7. Lo anterior sin contar que, contra los autos del 19 de agosto y 12          de octubre de 2022, por los cuales la autoridad judicial accionada          resolvió desfavorablemente las aludidas postulaciones, el          actor no promovió los recursos ordinarios de reposición          y apelación.  

Así las cosas, los cuestionamientos que se presentan en este  trámite constitucional frente a la privación de la  libertad intramural ordenada contra ANDRÉS CAMILO MORENO ROMÁN  al interior de la actuación No.  

11001600000020220099400, deben resolverse en el proceso penal, por  ser ese el escenario natural de discusión y, además,  porque el carácter residual de la acción de tutela  impide al juez constitucional interferir en las competencias  judiciales ordinarias.  

            

8. Además, la acción de amparo también se torna          improcedente para cuestionar la negativa del juez accionado en          conceder a ANDRÉS CAMILO MORENO ROMÁN la libertad          condicional, pues es la acción de hábeas corpus el          mecanismo idóneo, preferente y de rango equiparable al de la          acción de tutela, instituido para la protección del          derecho fundamental a la libertad, atendiendo lo previsto en los          artículos 30 de la Constitución Política y 3°          de la Ley 1095 de 2006.  

            

9. En consecuencia, por existir escenarios de discusión          distintos a la acción constitucional, a través de los          cuales se pueden salvaguardar los derechos fundamentales del          accionante, la solicitud de amparo se torna totalmente improcedente,          conforme al contenido del artículo 6° del Decreto 2591 de          1991, que desarrolla el principio constitucional previsto en el          inciso 3° del artículo 86 superior, en cuyo numeral 1°          se establece como causal de improcedencia de la acción de          tutela la existencia «de otros recursos o medios de defensa          judiciales».  

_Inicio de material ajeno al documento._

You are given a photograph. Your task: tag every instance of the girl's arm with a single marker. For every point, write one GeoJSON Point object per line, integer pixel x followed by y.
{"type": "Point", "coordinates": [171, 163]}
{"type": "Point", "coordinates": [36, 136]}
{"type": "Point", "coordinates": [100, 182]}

En las anteriores condiciones, se confirmará el fallo  impugnado.  

En mérito de lo expuesto, la CORTE SUPREMA DE JUSTICIA, SALA  DE CASACIÓN PENAL, Sala Segunda de Decisión de Tutelas,  administrando justicia en nombre de la  

República y por autoridad de la Ley,  

RESUELVE  

            

1. CONFIRMAR el fallo impugnado.  

            

2. NOTIFICAR este proveído, de conformidad con lo          dispuesto en el artículo 30 del Decreto 2591 de 1991, y          ENVIAR la actuación a la Corte Constitucional para su          eventual revisión.  

Notifíquese y cúmplase.  

FABIO OSPITIA GARZÓN  

LUIS ANTONIO HERNÁNDEZ BARBOSA  

NUBIA YOLANDA NOVA GARCÍA  

Secretaria  

1          Expediente digital, archivo No. 091.  

2          Expediente digital, archivo No. 102.  

3          La única          excepción a esta regla tiene que ver con la doctrina de la          cosa juzgada fraudulenta y el principio del fraude todo lo corrompe.          Al respecto ver, entre otras, las Sentencias: T-218 de 2012 y T373          de 2014 M.P.  

4          Ver: Sentencia          SU-074 de 2022.